Part of what makes the accomplishments meaningful is to consider what this took from you in your interactions with others that you may not have known you had. E.g. the ability to enroll people via a presentation you gave. Offer the benefit of your advice or grant someone the generosity of your listening. How you completed a difficult negotiation. Or how you made and fulfilled an “impossible” promise to someone. Perhaps it was the way you hashed out some fundamental differences, or allowed yourself to be a beginner and ask for support. But again, you had to work together with others to coordinate your actions to get things done.

To round out the picture of your year even further, look at the outcomes that may not have been your most prized priorities but which were still important to others. Own how you supported others to make their accomplishments real. These are your accomplishments as well.

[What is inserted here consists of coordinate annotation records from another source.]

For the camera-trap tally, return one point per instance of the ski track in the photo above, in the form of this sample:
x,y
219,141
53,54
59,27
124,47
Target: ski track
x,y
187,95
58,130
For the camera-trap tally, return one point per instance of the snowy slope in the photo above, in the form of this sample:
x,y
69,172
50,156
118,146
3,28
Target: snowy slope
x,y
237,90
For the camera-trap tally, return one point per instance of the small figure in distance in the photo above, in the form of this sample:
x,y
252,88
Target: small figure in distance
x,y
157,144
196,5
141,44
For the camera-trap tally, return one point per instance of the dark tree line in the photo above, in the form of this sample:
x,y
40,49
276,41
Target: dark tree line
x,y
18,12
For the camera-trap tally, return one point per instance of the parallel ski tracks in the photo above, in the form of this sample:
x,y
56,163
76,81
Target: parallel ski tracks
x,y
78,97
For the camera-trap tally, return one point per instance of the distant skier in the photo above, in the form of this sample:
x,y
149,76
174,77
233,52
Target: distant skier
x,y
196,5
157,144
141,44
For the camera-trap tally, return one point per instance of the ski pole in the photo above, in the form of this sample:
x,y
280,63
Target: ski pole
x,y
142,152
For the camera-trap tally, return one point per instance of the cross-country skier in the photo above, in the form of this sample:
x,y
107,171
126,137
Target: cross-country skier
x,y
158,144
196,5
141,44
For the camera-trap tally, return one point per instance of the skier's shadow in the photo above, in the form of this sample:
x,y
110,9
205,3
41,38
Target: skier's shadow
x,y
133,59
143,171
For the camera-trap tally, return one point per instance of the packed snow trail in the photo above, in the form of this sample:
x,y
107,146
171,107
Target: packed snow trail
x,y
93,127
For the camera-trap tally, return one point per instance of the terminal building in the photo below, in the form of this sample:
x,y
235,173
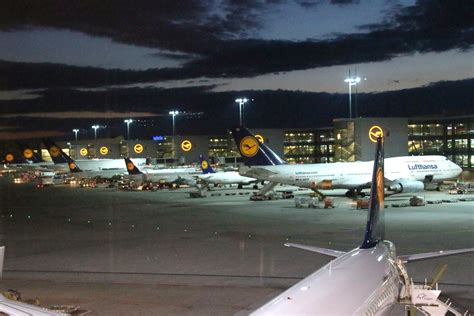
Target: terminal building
x,y
346,140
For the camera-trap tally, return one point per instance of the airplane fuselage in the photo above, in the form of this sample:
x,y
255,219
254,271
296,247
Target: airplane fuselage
x,y
358,174
228,177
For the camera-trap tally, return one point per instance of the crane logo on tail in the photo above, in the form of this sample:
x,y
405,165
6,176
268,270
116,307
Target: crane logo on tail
x,y
375,132
249,146
28,153
54,151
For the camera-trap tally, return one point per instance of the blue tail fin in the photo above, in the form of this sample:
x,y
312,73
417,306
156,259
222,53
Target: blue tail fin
x,y
254,152
205,165
131,168
29,154
60,156
12,157
57,155
375,229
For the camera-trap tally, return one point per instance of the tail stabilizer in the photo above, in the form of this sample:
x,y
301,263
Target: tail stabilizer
x,y
375,229
131,168
56,153
254,152
205,165
323,251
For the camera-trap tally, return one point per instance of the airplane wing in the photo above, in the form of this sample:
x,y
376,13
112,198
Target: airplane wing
x,y
323,251
436,254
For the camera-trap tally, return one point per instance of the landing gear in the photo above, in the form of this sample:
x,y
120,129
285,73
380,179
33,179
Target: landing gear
x,y
355,193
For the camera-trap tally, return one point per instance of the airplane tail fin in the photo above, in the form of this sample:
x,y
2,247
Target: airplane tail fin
x,y
2,257
28,153
131,168
205,165
254,152
375,229
57,155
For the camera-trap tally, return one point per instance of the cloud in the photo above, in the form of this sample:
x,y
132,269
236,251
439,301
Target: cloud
x,y
82,115
9,136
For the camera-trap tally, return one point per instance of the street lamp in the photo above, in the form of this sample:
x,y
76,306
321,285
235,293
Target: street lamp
x,y
75,148
351,82
128,121
95,127
173,114
241,102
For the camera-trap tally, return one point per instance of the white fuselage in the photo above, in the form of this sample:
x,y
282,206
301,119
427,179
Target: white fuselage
x,y
228,177
356,174
360,282
164,175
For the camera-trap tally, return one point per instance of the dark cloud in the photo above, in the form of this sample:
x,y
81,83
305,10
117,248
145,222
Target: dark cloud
x,y
212,36
277,109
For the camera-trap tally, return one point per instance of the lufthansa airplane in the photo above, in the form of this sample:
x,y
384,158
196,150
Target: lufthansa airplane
x,y
228,177
166,176
371,278
403,174
91,166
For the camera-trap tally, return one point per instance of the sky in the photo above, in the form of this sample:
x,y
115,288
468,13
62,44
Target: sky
x,y
66,65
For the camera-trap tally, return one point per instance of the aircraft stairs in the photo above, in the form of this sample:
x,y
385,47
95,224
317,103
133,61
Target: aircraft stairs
x,y
424,298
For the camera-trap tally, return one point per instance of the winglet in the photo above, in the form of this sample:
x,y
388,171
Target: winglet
x,y
375,229
254,152
2,257
131,168
205,165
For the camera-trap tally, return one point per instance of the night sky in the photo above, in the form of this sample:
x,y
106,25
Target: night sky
x,y
72,64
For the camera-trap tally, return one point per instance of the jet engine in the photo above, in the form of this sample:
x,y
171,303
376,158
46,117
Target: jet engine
x,y
404,185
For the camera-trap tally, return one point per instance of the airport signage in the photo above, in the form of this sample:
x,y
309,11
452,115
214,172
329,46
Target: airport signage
x,y
375,132
138,148
186,145
104,150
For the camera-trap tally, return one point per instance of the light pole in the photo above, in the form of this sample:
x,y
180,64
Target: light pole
x,y
241,102
128,121
352,82
95,127
75,147
173,114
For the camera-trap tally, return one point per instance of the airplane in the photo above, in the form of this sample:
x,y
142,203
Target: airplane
x,y
14,308
368,280
162,176
218,178
60,159
403,174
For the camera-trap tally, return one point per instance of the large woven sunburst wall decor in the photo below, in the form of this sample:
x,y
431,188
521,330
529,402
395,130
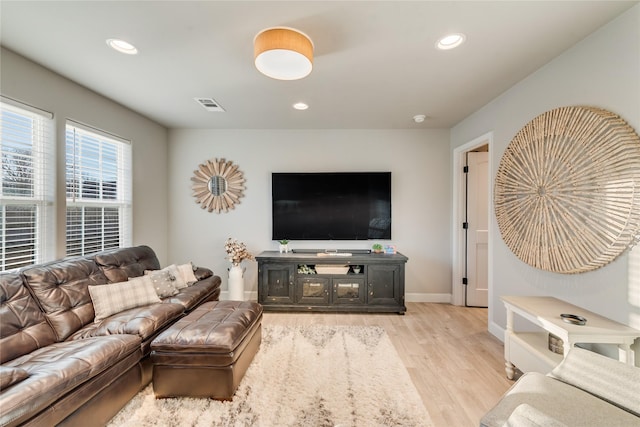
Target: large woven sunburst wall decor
x,y
217,185
567,190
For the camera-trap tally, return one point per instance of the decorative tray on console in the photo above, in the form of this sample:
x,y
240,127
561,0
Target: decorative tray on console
x,y
332,269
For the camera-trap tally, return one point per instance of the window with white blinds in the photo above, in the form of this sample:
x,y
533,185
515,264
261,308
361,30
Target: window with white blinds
x,y
27,188
98,186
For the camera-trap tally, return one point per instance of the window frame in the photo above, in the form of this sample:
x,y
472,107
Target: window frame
x,y
41,144
81,243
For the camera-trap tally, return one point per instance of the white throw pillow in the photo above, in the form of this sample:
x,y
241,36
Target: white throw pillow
x,y
186,271
174,275
117,297
164,281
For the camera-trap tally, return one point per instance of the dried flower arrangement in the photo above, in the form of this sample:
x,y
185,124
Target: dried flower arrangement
x,y
237,251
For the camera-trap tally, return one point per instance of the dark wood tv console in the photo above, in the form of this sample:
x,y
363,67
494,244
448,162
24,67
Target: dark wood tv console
x,y
310,282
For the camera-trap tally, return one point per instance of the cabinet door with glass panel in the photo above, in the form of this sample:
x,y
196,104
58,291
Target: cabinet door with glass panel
x,y
349,290
312,290
277,283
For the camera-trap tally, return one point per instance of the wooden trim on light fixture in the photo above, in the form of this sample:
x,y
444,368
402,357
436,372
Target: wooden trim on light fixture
x,y
283,38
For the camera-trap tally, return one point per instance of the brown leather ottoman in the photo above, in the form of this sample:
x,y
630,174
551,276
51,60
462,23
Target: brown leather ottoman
x,y
206,353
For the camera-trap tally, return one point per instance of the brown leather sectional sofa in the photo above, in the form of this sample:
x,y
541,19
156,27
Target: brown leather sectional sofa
x,y
59,366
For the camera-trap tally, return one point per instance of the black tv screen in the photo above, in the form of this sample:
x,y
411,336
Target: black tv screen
x,y
331,205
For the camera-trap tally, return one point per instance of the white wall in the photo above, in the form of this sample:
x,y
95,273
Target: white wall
x,y
603,70
33,84
421,199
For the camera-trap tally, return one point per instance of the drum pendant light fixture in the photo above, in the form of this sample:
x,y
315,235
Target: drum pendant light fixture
x,y
283,53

Then look and see where you are today as a consequence of what you’ve accomplished. Are you standing in a new, more satisfying place within your network, your organization, perhaps your industry?

The “we” way of looking can open enormous space: once you’ve looked back, you can also look forward and begin imagining ‘what new possibilities, such as new goals and projects, might be possible in the coming year because of who I - and we - have become?’

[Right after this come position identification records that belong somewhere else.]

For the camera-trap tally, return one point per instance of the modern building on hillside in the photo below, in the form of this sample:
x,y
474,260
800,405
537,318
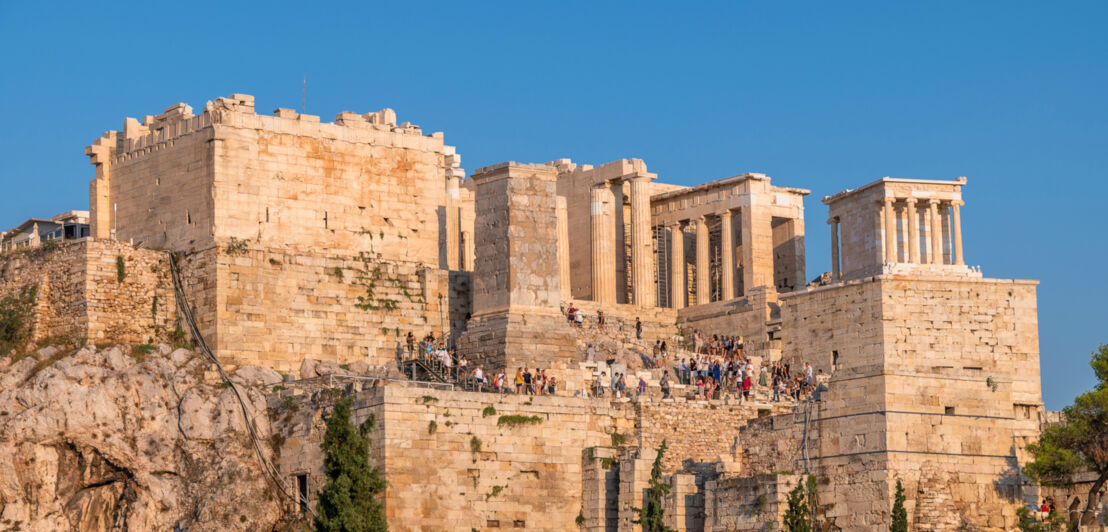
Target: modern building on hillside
x,y
64,226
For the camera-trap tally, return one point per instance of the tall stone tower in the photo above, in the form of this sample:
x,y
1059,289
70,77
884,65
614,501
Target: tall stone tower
x,y
516,288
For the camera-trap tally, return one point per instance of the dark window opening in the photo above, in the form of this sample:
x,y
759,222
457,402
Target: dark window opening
x,y
301,488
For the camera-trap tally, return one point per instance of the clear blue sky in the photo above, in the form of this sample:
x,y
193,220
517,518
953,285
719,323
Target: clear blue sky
x,y
822,95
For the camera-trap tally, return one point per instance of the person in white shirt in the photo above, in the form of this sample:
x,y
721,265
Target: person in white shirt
x,y
479,376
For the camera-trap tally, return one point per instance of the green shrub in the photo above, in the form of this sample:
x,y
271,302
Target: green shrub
x,y
516,420
140,351
618,439
350,498
16,318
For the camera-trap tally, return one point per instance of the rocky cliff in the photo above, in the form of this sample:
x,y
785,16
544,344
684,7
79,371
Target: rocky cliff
x,y
131,438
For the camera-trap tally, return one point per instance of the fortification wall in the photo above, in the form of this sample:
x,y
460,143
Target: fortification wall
x,y
717,423
926,382
286,183
527,473
160,184
277,307
80,293
185,182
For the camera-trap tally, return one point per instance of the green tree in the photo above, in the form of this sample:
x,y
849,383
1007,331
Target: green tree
x,y
349,500
1080,440
900,514
652,513
796,514
1029,523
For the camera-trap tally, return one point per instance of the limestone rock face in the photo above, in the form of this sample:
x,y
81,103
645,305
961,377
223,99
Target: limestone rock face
x,y
108,440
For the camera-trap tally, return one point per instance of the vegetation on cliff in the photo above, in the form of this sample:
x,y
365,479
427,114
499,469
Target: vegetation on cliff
x,y
797,514
349,500
900,513
1080,440
16,318
652,515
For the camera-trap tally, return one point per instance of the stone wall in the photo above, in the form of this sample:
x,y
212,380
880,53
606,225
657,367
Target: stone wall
x,y
158,183
277,307
748,316
80,294
717,425
927,379
288,181
530,473
453,463
747,503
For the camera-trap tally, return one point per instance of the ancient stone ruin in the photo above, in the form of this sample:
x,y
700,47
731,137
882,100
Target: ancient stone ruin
x,y
308,247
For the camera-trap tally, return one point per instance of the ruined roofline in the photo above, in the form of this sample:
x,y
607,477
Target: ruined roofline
x,y
725,182
850,192
512,164
612,170
177,120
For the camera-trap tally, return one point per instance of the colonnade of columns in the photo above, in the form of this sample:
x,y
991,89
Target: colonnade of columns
x,y
899,222
606,201
678,290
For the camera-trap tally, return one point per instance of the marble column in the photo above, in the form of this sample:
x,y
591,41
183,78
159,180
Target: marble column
x,y
703,262
677,290
563,247
913,232
891,255
644,292
935,254
452,227
604,267
618,216
957,233
727,255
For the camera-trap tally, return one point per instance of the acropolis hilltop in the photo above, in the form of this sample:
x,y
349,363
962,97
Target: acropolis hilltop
x,y
313,248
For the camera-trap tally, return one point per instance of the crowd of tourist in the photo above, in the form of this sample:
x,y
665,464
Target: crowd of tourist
x,y
716,366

I welcome you to be in touch about how to use this completion process or to let me know how it went for you!

Friday, December 4, 2009

The Glow May Start With You

This time of year, perhaps more than any other, our attention turns to light, warmth, and beauty. When it gets so dark, instinctively, we seek light. Lights can be very beautiful. I especially love the glow of the silver and blue lights you see strung on some of the trees.

Our sense of rhythm changes this time of year. We speed up to get our work done before the mad rush of the holidays and year end. Part of us also wants to shift gears and slow down. The holiday season is a time of wonderment. To experience that, we need to pause and let that in. It’s also a time of year when we reach out to people. We are grateful for many of our co-workers. We may feel like fellow-survivors. The past year or so has not been easy. Yet, we’re still here. Acknowledging that would be a welcome gesture.

Having researched, written about, and worked with workplace survivors, I wonder, given the economy, how is this season being celebrated where you, or those close to you, work? Is there any kind of communal celebration? Did there used to be? Or, have your office traditions been sliced from the budget this year?

Suppose the sense of holiday and celebration is missing from your office environment. If so, I invite you to generate that spirit yourself. Better yet, enroll your work group or department and create something worthy of who you are and what you share. It would be a terrible loss to give in to the scrooges. You, your co-workers and your office, I’m betting, could really use the light, warmth, and beauty you provide.